As most assuredly everyone knows by now, OfficeMax and Office Depot announced a merger this past week that is expected to close by the end of 2013. While this move creates one less competitor in the marketplace, it also creates opportunities for their customers.
Here is Mattern’s take on the merger:
- A more competitive market with lower pricing. If you haven’t priced your office supplies recently (which you should do at least once a year) then now is an excellent time to do so. After any type of merger, the merged companies are highly focused in retaining existing market share and will be aggressive in trying to keep current customers of both entities satisfied. If you are currently a Staples customer, then now is also a great time to shop. Staples, like Office Max/Office Depot will be desperate to maintain market share and will be very aggressive maintaining your business.

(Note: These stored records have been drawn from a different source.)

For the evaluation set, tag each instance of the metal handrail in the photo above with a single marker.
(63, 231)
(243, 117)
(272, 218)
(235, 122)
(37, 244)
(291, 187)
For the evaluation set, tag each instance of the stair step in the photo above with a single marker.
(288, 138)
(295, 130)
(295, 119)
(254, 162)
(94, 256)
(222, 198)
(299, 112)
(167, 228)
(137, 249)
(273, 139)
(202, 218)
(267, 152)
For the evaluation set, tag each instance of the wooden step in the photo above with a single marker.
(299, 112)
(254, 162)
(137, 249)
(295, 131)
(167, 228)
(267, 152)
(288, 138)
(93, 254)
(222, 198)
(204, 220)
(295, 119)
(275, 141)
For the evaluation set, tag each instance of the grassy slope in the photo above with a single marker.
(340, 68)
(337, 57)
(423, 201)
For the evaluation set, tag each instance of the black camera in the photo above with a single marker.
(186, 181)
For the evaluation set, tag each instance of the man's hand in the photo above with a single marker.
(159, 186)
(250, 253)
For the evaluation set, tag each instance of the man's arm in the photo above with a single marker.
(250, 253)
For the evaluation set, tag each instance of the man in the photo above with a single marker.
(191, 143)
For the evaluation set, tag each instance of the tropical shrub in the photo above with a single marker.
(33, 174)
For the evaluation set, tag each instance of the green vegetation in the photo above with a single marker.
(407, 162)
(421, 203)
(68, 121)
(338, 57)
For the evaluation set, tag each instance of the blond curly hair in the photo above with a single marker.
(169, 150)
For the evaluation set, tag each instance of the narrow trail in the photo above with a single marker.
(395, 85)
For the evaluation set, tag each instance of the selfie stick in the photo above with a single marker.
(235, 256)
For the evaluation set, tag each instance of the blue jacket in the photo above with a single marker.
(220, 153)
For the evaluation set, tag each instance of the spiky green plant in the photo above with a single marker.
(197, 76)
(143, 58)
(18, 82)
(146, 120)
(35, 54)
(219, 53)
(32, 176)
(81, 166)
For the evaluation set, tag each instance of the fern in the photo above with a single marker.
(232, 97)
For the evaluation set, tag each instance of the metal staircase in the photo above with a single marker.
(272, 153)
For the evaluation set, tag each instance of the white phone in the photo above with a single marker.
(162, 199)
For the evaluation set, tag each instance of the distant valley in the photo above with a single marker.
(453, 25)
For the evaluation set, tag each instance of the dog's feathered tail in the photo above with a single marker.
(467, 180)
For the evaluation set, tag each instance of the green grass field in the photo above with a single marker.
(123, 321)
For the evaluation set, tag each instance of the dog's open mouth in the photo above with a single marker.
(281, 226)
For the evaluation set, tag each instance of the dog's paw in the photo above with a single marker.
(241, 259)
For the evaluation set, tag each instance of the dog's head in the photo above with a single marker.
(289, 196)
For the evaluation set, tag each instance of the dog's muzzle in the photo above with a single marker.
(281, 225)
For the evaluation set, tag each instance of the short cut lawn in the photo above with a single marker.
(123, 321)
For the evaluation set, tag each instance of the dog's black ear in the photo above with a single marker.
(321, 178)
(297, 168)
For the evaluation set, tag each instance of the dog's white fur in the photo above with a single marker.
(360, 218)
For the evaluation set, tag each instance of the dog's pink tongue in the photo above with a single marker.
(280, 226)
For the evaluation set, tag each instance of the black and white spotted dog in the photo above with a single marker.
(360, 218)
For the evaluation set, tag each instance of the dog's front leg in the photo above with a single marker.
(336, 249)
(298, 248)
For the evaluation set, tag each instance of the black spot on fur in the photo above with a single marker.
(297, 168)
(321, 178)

- Expect Staples to be hyper- aggressive in the first six months of 2014 once the merger closes to take advantage of post merger mistakes by Office Max/Office Depot.

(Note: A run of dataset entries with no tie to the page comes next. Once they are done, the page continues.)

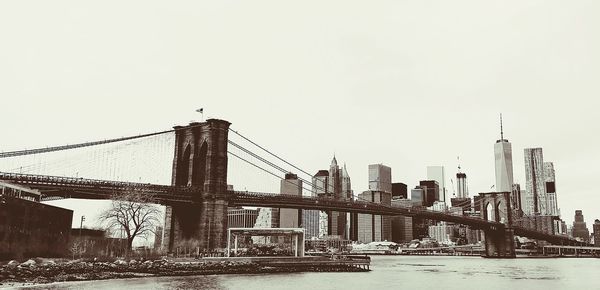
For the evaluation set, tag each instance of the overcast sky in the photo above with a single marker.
(404, 83)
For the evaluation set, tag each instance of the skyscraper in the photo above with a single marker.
(461, 185)
(431, 191)
(288, 217)
(311, 218)
(417, 196)
(580, 230)
(335, 184)
(516, 197)
(549, 178)
(336, 221)
(399, 190)
(437, 173)
(596, 228)
(535, 182)
(504, 169)
(380, 178)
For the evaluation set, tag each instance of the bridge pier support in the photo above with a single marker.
(500, 239)
(200, 162)
(499, 243)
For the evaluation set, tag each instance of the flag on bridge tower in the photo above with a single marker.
(201, 111)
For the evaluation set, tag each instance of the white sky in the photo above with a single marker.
(404, 83)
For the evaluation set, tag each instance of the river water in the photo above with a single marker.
(391, 272)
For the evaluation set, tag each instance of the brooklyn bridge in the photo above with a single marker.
(198, 197)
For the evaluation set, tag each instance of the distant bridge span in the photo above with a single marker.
(57, 187)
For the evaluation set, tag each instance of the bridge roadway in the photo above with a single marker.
(57, 187)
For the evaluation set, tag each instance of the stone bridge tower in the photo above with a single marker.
(201, 162)
(499, 240)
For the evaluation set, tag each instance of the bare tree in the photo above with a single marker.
(133, 213)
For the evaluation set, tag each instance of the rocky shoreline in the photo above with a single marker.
(49, 271)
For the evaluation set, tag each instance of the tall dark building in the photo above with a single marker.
(516, 197)
(579, 227)
(477, 203)
(431, 191)
(399, 190)
(597, 233)
(462, 202)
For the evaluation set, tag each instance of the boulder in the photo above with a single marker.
(28, 263)
(12, 264)
(48, 263)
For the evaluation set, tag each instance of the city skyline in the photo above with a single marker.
(426, 104)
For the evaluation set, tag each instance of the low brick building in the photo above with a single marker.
(32, 229)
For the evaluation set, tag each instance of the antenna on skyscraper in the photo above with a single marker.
(501, 129)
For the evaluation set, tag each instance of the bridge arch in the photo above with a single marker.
(183, 166)
(500, 211)
(489, 213)
(199, 164)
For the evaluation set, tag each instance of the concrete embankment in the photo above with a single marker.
(49, 271)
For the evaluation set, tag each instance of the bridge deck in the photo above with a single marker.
(53, 187)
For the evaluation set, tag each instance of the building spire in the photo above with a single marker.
(501, 129)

- Less bricks and mortar for the merged companies. If retail locations are of importance to you, there will be less stores for you to chose from for the Office Max/Office Depot customers due to the plans to close and consolidate locations.
- Your strategy if you are a current customer. A pushback now to either vendor can reap some benefits. If you are an OfficeMax/Depot player, avoid a long-term commitment until the service aspect shakes out.
- If you are not a customer of either organization, now can be a great time to shop your office supplies. If you go with Office Max/Office Depot make sure your contract covers you from a performance and service aspect.